Unfortunately, there is no clear course of treatment available to patients that display the ‘reverse MAS effect’. The only clear outcome is that we may need a new phrase to describe the problem, as posterior mandibular displacement is only part of the explanation. As always, we just have to do our best with the little time we have during a study, and hope that the patient is a good sport.
By Melissa Cava
1 Kaminska, M., et al. "Higher effective oronasal versus nasal continuous positive airway pressure in obstructive sleep apnea: Effect of mandibular stabilization." Canadian respiratory journal: journal of the Canadian Thoracic Society 21.4 (2014): 234.
2 Teo, Ming, et al. "Equivalence of nasal and oronasal masks during initial CPAP titration for obstructive sleep apnea syndrome." Sleep 34.7 (2011): 951.
3 Schorr, Fabíola, et al. "Continuous positive airway pressure delivered by oronasal mask may not be effective for obstructive sleep apnoea." European Respiratory Journal 40.2 (2012): 503-505.
4 Kuna, Samuel T., and John E. Remmers. "Neural and anatomic factors related to upper airway occlusion during sleep." The Medical clinics of North America 69.6 (1985): 1221-1242.
5 Meurice, Jean-Claude, et al. "Effects of mouth opening on upper airway collapsibility in normal sleeping subjects." American journal of respiratory and critical care medicine 153.1 (1996): 255-259.

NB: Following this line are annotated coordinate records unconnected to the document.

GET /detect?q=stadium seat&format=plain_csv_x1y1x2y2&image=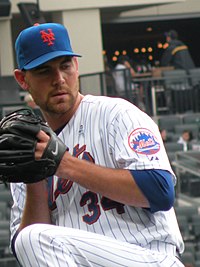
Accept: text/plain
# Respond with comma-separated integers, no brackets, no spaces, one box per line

158,115,182,132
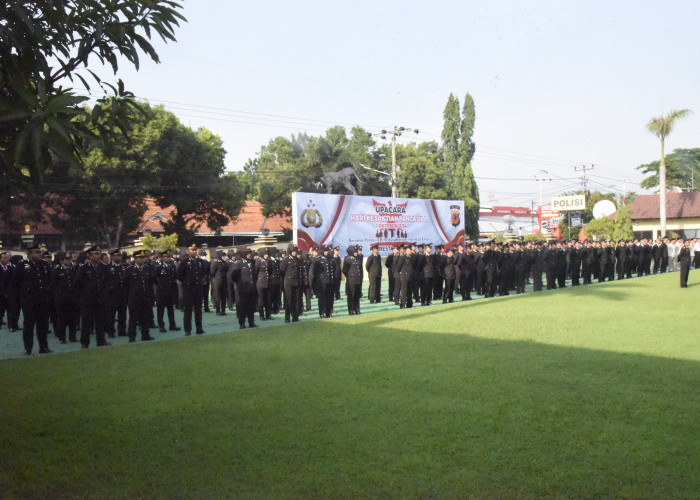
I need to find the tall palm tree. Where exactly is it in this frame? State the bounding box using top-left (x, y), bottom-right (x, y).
top-left (647, 109), bottom-right (691, 238)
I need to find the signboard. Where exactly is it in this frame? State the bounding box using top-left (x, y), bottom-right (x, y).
top-left (570, 212), bottom-right (581, 227)
top-left (292, 192), bottom-right (464, 255)
top-left (552, 194), bottom-right (586, 212)
top-left (537, 205), bottom-right (562, 233)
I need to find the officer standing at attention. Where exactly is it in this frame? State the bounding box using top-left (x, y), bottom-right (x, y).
top-left (678, 238), bottom-right (690, 288)
top-left (75, 246), bottom-right (110, 349)
top-left (154, 250), bottom-right (180, 333)
top-left (365, 243), bottom-right (382, 304)
top-left (280, 244), bottom-right (301, 323)
top-left (126, 250), bottom-right (154, 342)
top-left (231, 248), bottom-right (258, 330)
top-left (51, 252), bottom-right (80, 344)
top-left (16, 246), bottom-right (52, 356)
top-left (176, 244), bottom-right (205, 336)
top-left (343, 245), bottom-right (362, 316)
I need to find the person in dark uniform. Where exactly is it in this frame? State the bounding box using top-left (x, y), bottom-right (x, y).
top-left (389, 243), bottom-right (406, 306)
top-left (433, 245), bottom-right (446, 300)
top-left (209, 250), bottom-right (228, 316)
top-left (440, 247), bottom-right (459, 304)
top-left (268, 247), bottom-right (282, 314)
top-left (483, 240), bottom-right (499, 297)
top-left (16, 246), bottom-right (52, 355)
top-left (255, 248), bottom-right (272, 321)
top-left (365, 243), bottom-right (382, 304)
top-left (176, 244), bottom-right (205, 336)
top-left (397, 245), bottom-right (416, 309)
top-left (226, 250), bottom-right (237, 311)
top-left (530, 241), bottom-right (545, 292)
top-left (126, 250), bottom-right (159, 342)
top-left (384, 246), bottom-right (399, 302)
top-left (51, 252), bottom-right (80, 344)
top-left (678, 238), bottom-right (690, 288)
top-left (154, 250), bottom-right (180, 333)
top-left (76, 246), bottom-right (110, 349)
top-left (280, 244), bottom-right (302, 323)
top-left (309, 246), bottom-right (338, 318)
top-left (105, 248), bottom-right (129, 337)
top-left (231, 248), bottom-right (258, 329)
top-left (198, 249), bottom-right (211, 312)
top-left (343, 245), bottom-right (362, 316)
top-left (0, 252), bottom-right (13, 328)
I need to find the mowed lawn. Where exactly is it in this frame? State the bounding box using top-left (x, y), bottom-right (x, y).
top-left (0, 271), bottom-right (700, 498)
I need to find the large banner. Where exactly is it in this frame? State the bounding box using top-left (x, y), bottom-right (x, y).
top-left (292, 193), bottom-right (464, 255)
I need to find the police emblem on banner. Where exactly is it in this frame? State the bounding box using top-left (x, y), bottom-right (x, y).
top-left (301, 200), bottom-right (323, 227)
top-left (450, 205), bottom-right (462, 227)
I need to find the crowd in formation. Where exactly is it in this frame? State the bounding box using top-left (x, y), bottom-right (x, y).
top-left (0, 238), bottom-right (700, 354)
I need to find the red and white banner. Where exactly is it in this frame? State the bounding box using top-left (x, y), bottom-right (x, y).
top-left (292, 193), bottom-right (464, 255)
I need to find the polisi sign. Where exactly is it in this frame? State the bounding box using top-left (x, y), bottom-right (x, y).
top-left (552, 194), bottom-right (586, 212)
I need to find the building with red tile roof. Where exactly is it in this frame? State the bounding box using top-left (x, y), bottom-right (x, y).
top-left (616, 191), bottom-right (700, 239)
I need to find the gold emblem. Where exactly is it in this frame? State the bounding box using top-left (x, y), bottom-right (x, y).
top-left (301, 201), bottom-right (323, 227)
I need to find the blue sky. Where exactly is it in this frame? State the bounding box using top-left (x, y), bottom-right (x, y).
top-left (90, 0), bottom-right (700, 206)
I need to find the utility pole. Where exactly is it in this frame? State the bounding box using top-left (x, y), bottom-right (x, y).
top-left (535, 170), bottom-right (552, 206)
top-left (367, 126), bottom-right (418, 198)
top-left (574, 165), bottom-right (595, 196)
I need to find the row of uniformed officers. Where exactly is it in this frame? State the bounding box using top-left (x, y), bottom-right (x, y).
top-left (0, 240), bottom-right (700, 354)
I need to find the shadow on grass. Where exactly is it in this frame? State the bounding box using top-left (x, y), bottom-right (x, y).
top-left (0, 322), bottom-right (700, 498)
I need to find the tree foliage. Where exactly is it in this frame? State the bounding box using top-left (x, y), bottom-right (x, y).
top-left (637, 148), bottom-right (700, 189)
top-left (0, 0), bottom-right (184, 212)
top-left (441, 94), bottom-right (479, 239)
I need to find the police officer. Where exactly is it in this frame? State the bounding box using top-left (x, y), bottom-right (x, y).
top-left (365, 243), bottom-right (382, 304)
top-left (76, 246), bottom-right (110, 349)
top-left (255, 248), bottom-right (272, 321)
top-left (16, 246), bottom-right (52, 355)
top-left (343, 245), bottom-right (362, 316)
top-left (176, 244), bottom-right (205, 336)
top-left (231, 248), bottom-right (258, 329)
top-left (280, 244), bottom-right (302, 323)
top-left (51, 252), bottom-right (80, 344)
top-left (209, 250), bottom-right (228, 316)
top-left (154, 250), bottom-right (180, 333)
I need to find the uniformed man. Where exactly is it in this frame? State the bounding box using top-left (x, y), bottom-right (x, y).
top-left (384, 245), bottom-right (399, 302)
top-left (280, 244), bottom-right (302, 323)
top-left (105, 248), bottom-right (128, 337)
top-left (154, 250), bottom-right (180, 333)
top-left (209, 250), bottom-right (228, 316)
top-left (678, 238), bottom-right (691, 288)
top-left (231, 247), bottom-right (258, 329)
top-left (309, 246), bottom-right (337, 318)
top-left (76, 246), bottom-right (110, 349)
top-left (255, 248), bottom-right (272, 321)
top-left (365, 243), bottom-right (382, 304)
top-left (343, 245), bottom-right (362, 316)
top-left (51, 252), bottom-right (80, 344)
top-left (176, 244), bottom-right (205, 336)
top-left (16, 246), bottom-right (52, 355)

6Horner, R. L., et al. "Sites and sizes of fat deposits around the pharynx in obese patients with obstructive sleep apnoea and weight matched controls." European Respiratory Journal 2.7 (1989): 613-622.
7 Schwab, Richard J., et al. "Identification of upper airway anatomic risk factors for obstructive sleep apnea with volumetric magnetic resonance imaging." American journal of respiratory and critical care medicine 168.5 (2003): 522-530.